A partir dessas inquietações, Freud propôs um caminho para pensar a formação do sintoma nas neuroses. Para isso, partiu do princípio de que os sintomas não se formam aleatoriamente. Afirmou que eles tem um sentido, de caráter sexual, vinculado à história do sujeito e que cabe, ao processo analítico buscar, através de associações, o caminho percorrido até a sua constituição para que o sujeito, ao liberar-se das fixações estabelecidas, possa retomar a noção de temporalidade e seguir sua vida na atualidade de forma menos sofrida e limitada.
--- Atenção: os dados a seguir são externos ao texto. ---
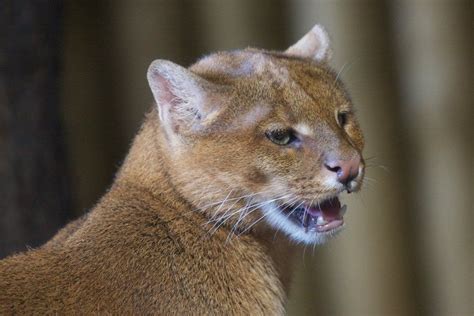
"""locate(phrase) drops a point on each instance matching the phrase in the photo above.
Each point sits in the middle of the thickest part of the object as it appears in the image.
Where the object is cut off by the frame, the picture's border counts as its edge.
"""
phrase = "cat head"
(258, 136)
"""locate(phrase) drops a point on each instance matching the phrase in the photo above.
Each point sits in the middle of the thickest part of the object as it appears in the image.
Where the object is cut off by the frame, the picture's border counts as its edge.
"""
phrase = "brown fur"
(151, 246)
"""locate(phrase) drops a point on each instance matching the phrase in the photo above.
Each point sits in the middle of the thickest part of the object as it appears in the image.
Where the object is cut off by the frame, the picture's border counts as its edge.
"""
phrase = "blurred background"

Freud definiu as psiconeuroses como aquelas patologias que advém de um conflito psíquico e estão associadas a algo que foi recalcado. O que foi recalcado diz respeito à sexualidade infantil. Nas neuroses, os sintomas dão indícios do retorno do recalcado. Durante o desenvolvimento, a criança tem desejos e fantasias sexuais que vão constituir a psique. Esses desejos podem ser inconvenientes ou gerar desprazer no campo da consciência. Por esse motivo, o aparato psíquico busca encontrar uma forma de mantê-los longe da consciência e uma das maneiras possíveis para que isso ocorra é através da ação do recalcamento, que separa os conteúdos da consciência, deixando os que poderiam causar sofrimento no inconsciente. Do recalcamento, resta uma quantidade de energia, um afeto que deverá encontrar um destino. O direcionamento desse afeto, em decorrência da forma como se deu o recalcamento pode dar origem a uma neurose, como as histerias (conversiva e de angústia) e a neurose obsessiva.

De forma sucinta, podemos dizer que, na histeria conversiva, o afeto restante é convertido no corpo e dá origem às queixas somáticas frequentes. Na histeria de angústia, o afeto é deslocado para um objeto externo, que é eleito pelo sujeito como um objeto fobígeno. Na neurose obsessiva, o afeto é deslocado para o pensamento, gerando ideias obsessivas e comportamentos compulsivos.

A formação sintomática é sempre personalizada. É construída a partir das vivências de cada um, da forma como ocorreram as inscrições iniciais, como se deu ou não a dissolução do complexo de Édipo e de quais defesas o sujeito lança mão para defender-se da angústia.  

O sintoma é um substituto para algo que deveria ter acontecido, na fantasia do sujeito, mas não aconteceu. Foi recalcado devido à angústia gerada pela intensidade da ideia incompatível. Como a ideia fica inconsciente, o sujeito fica impedido de recordar, e então vai repetir através do sintoma. Quando consegue recordar, não precisa mais recalcar e pode parar de repetir. O processo de análise pode devolver a temporalidade ao sujeito que ficou fixado no passado. O sintoma, embora realize a satisfação parcial do desejo, é um arranjo muito custoso, pois represa a energia psíquica num circuito de repetição traumática, de reviver o excesso das intensidades.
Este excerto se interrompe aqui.